Tía se sentó al lado de él, alisó el vestido sobre sus hombros huesudos al tiempo que extendía las piernas, y sirvió el té en las tazas con un colador, ahuecando las mejillas. Tenía un color amarillento tenue, como la orina, y dejó en el colador fragmentos biológicos inquietantes de color verde y marrón, como insectos aplastados.

—¿Cómo pasó?

Peter suspiró.

—Es una larga historia.

—Tengo todo el tiempo del mundo para escuchar historias, Peter. Mientras quieras contármelas, yo tengo oídos para oír. Adelante, el té está preparado. Es absurdo dejarlo enfriar.

Peter tomó un sorbo abrasador. Sabía vagamente a tierra, y dejaba después un regusto tan amargo que ni siquiera parecía comestible. Consiguió engullirlo de manera respetuosa. Sobre la mesa, junto a su codo, había un libro en el que Tía siempre estaba escribiendo. Su libro de memorias, lo llamaba. Era un rechoncho volumen cosido a mano y forrado en piel de cordero, cuyas páginas estaban cubiertas de una letra diminuta que escribía con una pluma de cuervo y tinta casera.
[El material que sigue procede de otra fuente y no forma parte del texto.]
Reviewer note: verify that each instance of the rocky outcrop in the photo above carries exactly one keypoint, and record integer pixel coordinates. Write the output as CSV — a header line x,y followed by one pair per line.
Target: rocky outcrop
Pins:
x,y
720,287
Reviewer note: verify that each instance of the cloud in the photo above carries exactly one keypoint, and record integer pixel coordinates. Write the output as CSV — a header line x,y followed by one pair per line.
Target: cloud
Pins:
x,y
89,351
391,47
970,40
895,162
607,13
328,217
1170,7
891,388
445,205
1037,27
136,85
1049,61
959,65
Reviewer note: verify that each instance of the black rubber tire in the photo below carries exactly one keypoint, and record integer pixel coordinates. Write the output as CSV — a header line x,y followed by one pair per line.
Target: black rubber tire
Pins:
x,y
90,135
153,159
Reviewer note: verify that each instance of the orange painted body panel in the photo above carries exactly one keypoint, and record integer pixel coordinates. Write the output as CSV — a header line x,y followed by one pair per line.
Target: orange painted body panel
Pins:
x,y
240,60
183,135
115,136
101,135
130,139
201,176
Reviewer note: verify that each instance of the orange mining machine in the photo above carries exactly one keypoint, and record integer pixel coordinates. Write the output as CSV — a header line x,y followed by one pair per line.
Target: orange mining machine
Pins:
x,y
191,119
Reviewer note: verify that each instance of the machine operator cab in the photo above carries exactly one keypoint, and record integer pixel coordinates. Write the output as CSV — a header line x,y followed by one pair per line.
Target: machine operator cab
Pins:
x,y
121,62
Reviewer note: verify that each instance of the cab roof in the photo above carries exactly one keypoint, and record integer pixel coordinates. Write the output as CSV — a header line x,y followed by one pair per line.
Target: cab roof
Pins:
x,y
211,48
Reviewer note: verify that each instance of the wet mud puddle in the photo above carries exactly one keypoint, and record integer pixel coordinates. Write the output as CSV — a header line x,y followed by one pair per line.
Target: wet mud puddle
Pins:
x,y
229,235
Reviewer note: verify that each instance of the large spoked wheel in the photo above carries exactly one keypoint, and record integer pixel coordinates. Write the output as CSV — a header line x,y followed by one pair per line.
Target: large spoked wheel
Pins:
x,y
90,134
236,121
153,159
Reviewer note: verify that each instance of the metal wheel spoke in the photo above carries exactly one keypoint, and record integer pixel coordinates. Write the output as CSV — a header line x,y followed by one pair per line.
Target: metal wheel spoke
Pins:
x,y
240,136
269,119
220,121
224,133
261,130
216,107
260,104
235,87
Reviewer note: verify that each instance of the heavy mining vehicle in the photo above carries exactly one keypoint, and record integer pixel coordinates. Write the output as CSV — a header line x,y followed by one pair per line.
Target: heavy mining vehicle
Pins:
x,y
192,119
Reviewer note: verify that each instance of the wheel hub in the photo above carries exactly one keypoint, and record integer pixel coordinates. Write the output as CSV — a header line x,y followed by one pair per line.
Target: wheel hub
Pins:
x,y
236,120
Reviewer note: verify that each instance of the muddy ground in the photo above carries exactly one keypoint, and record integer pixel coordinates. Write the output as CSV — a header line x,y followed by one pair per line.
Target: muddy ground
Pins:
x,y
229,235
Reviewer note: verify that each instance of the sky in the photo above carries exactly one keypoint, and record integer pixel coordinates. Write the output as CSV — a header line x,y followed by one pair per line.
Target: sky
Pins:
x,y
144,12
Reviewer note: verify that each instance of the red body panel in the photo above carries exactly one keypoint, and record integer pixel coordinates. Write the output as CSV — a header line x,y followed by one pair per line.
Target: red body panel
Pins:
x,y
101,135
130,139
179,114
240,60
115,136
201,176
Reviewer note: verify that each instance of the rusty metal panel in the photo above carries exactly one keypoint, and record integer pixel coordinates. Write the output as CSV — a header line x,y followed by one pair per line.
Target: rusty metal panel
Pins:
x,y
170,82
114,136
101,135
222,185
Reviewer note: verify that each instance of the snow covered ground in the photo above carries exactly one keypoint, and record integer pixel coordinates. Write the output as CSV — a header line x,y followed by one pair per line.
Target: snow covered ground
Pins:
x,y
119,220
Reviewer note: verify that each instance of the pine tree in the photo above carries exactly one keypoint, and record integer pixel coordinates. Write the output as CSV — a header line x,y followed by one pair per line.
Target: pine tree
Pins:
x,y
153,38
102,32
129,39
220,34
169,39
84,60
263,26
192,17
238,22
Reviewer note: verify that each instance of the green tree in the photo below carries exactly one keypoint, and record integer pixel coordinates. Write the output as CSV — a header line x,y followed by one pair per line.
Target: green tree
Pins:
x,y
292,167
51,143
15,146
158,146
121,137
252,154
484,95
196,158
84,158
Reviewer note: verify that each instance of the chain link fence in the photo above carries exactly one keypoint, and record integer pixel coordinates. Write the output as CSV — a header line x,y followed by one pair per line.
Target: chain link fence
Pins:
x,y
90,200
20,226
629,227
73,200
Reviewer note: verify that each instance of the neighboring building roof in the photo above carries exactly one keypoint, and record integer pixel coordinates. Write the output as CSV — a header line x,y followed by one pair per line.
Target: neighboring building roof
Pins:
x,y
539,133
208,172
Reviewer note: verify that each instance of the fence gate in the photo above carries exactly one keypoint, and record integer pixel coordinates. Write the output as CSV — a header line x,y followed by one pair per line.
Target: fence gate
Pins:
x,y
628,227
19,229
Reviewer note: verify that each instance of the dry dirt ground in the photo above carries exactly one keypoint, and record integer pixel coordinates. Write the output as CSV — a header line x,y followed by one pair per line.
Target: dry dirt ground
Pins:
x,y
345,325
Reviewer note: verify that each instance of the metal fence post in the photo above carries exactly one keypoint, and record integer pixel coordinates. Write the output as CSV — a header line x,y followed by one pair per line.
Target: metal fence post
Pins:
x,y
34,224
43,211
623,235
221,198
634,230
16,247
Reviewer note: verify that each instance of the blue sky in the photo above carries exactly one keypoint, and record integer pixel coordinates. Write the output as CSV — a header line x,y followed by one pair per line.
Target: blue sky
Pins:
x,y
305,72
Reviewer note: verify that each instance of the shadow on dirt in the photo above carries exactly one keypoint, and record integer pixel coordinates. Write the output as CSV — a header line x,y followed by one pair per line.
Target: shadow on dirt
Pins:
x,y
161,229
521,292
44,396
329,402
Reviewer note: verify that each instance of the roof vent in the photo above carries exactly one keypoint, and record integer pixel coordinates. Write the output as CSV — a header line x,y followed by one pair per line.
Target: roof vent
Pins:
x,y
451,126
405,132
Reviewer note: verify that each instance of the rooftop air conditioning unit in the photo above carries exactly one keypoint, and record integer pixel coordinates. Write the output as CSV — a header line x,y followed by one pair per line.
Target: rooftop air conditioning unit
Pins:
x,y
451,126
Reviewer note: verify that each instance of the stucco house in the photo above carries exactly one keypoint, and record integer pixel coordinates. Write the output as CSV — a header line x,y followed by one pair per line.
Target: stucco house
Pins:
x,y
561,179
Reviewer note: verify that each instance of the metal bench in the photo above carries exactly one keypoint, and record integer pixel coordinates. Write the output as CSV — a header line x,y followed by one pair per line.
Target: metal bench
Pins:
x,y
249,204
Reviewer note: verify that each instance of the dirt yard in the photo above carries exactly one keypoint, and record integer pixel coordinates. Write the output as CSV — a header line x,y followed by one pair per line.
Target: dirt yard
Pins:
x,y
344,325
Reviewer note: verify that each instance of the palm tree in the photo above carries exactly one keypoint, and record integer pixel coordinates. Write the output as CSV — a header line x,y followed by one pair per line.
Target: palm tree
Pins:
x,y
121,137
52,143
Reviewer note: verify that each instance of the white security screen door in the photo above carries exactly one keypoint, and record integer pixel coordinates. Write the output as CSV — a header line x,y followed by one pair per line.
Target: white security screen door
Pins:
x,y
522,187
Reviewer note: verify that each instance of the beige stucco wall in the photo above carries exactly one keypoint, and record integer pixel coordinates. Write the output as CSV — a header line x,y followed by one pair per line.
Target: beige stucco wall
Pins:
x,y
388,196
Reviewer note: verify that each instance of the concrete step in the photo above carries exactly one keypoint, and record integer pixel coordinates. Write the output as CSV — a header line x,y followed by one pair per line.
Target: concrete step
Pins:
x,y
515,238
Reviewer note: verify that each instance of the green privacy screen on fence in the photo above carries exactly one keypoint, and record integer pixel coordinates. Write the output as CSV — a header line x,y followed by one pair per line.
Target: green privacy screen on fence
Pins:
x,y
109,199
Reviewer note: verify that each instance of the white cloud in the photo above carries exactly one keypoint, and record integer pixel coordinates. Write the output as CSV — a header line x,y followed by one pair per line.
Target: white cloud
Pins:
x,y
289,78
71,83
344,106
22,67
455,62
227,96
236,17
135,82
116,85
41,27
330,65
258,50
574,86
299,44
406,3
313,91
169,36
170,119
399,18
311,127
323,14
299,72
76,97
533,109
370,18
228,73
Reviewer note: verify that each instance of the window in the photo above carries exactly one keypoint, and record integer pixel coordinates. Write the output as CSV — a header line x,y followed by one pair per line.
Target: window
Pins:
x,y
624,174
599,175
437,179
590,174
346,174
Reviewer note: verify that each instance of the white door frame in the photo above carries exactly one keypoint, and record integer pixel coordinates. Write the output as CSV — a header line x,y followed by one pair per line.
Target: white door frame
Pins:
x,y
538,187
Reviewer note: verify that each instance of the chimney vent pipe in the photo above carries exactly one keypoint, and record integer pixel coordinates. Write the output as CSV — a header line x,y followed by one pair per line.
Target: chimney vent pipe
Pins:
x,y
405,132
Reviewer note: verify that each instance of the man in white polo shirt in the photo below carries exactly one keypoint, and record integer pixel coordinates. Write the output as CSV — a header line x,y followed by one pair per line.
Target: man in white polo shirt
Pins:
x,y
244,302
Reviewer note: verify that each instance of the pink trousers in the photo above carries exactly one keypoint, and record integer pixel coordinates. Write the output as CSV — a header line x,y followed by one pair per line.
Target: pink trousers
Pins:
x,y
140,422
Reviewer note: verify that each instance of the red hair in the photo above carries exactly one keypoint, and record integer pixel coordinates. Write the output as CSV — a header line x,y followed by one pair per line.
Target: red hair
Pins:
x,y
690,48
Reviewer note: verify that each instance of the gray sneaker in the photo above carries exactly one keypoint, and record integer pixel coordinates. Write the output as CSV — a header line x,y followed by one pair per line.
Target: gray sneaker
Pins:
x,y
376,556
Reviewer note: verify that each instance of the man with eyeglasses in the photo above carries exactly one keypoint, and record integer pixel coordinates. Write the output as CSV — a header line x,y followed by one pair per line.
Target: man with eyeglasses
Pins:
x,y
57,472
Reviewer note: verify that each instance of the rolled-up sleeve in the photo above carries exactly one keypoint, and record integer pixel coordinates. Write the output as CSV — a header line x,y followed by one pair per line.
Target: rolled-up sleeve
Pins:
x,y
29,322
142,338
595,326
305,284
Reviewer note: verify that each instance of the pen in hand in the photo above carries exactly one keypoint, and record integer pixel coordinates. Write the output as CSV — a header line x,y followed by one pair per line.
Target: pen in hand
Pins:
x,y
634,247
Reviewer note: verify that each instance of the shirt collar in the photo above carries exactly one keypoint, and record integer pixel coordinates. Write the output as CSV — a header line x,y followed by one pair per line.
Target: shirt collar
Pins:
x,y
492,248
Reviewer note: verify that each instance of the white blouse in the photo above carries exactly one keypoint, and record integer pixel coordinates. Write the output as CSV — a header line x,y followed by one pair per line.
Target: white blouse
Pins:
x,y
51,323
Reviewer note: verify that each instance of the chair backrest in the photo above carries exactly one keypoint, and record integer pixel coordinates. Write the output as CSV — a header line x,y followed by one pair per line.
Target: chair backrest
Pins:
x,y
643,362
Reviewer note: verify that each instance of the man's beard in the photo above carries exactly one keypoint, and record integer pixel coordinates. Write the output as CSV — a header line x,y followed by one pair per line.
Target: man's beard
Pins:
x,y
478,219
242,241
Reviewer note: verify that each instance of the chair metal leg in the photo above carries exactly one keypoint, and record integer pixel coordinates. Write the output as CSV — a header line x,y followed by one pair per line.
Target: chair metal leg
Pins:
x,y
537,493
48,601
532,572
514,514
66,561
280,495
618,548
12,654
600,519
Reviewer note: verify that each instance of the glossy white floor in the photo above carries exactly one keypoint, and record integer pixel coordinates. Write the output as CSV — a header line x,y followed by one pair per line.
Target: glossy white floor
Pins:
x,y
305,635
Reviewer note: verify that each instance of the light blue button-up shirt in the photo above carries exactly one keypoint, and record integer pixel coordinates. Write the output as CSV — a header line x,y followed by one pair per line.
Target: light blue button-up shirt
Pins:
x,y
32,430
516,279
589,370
También fabricaba su propio papel, hirviendo serrín hasta convertirlo en pulpa y formando hojas sobre los cuadrados de viejas pantallas de ventanas. Peter sabía que estaba trabajando con ahínco cuando veía páginas de ese material secándose en un cordel tendido detrás de la casa.

—¿Cómo va la escritura, Tía?

—Nunca se acaba. —La mujer le ofreció una arrugada sonrisa—. Tengo tantas cosas que contar, y el tiempo es lo único de lo que dispongo. Todo lo que pasó. El mundo de antes. La lluvia que nos trajo hasta aquí en pleno incendio. Terrence, Marie y todos los demás. Lo escribo tal como me viene. Supongo que de aquello sólo podía encargarse una vieja como yo, y ése será mi legado. Algún día, alguien querrá saber qué pasó aquí, en este lugar.

—¿Tú crees?

—Lo sé, Peter. —La mujer bebió, chasqueó sus pálidos labios y frunció el ceño al probar el brebaje—. Tendría que haber añadido más diente de león. —De nuevo apartó la mirada hacia Peter—. Pero no has preguntado sobre lo que escribo aquí, ¿verdad?